The independent market research, which polled over 2,000 UK consumers, found that three in four (76 per cent) are willing to pay their airline an additional fee on top of their ticket price for a complete travel documentation check against destination regulations, before arriving at the airport.
So concerned about arriving at the airport with the correct travel documentation - such as a passport check against border rules, destination entry forms, VISA, proof of vaccination and health certificates - survey respondents were, on average, willing to pay £5.32 for preflight peace of mind. This equates to at least £510 million of secondary revenue ready and waiting for airlines savvy enough to adopt a solution amidst extreme levels of disruption still hitting airports and travellers across the world.
What’s more, while £5.32 was the average amount flyers were happy to pay for a pre-flight travel documentation check, 35 per cent of consumers were in fact willing to pay up to £10 for the assurance of such a service.
Aside from making a cash injection and a much-needed boost to the financial recovery of airlines, the survey also highlighted that 64 per cent of respondents believed airlines should be doing more to help them ensure their flight-related paperwork is in order before leaving home for the airport, while only 16 per cent believed the responsibility lies with the passengers alone.
Worries about the correct documentation topped the list of traveller concerns, rating higher than staff shortages, reports of airport chaos in the media, and fears that the airline could go bust, while significantly more people wanted airlines to provide a document check over a full refund if they can’t board their flight.

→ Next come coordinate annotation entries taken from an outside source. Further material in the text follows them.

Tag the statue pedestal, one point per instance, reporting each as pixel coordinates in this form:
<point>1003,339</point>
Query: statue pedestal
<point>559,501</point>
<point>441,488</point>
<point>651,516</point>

“With the industry struggling to sustain losses of £9.54 billion now is the perfect time to highlight as much as half a billion pounds in potential revenue to airlines - and that’s just in the UK alone,” comments Irra Ariella Khi, CEO of Zamna. “Aside from the financial gains, a huge portion of the pain felt by airlines and travellers alike can also be eased with simple, available tech improvements that digitise document handling in advance. However, much of the new tech being introduced by airlines and airline groups is just not working; the need for more equipment and behavioural changes generated by the solutions causes pain for all, whether that’s downloading a new app, having to print a document or present a QR code. The passport is the only globally recognised identity document and we have been travelling on it for decades; it should be, and is, the only thing one needs to travel with total confidence if the tech is right.”
For airlines to access additional new revenue of this scale, warns Khi, any improvements implemented must also be ubiquitous to all travel-related tech platforms such as global distribution systems (GDS), passenger service systems (PSS), and customer relationship management (CRM) rather than proprietary. “It’s so important that new technology solutions in this field are industry-wide, affect all airlines positively, and are inclusive of passengers - avoiding costly and limiting vendor locks, and instead serving a global price-sensitive, Covid-exhausted audience. It must also allow airlines to be prepared for whatever is thrown at them with evolving markets, ever-updating regulations, and changing customer requirements,” she explains.
In addition to yielding greater profit margins through the implementation of ubiquitous tech-powered solutions, the right technology creates the chance for airlines to improve operational efficiencies, not to mention the prospect of reducing the risk of heavy regulatory fines resulting from providing incorrect passenger data to governments. Coupled with fine avoidance, technologies now exist to alleviate some of the airline staff resourcing issues that have caused airport congestion. Slow and labour intensive check-in processes can be accelerated or completely by-passed by removing many of the manual checking procedures required at the airport itself. This means that long and slow-moving queues of UK travellers and the increased need for airline staff that we have all seen of late, would be a thing of the past with the adoption of the available solutions.
“We’re entering a new era of travel and airlines need to get on board,” adds Khi. “Tech that supports the bottom line, while assuring passengers and reducing pressure on airline staff is the key to airlines securing recovery.”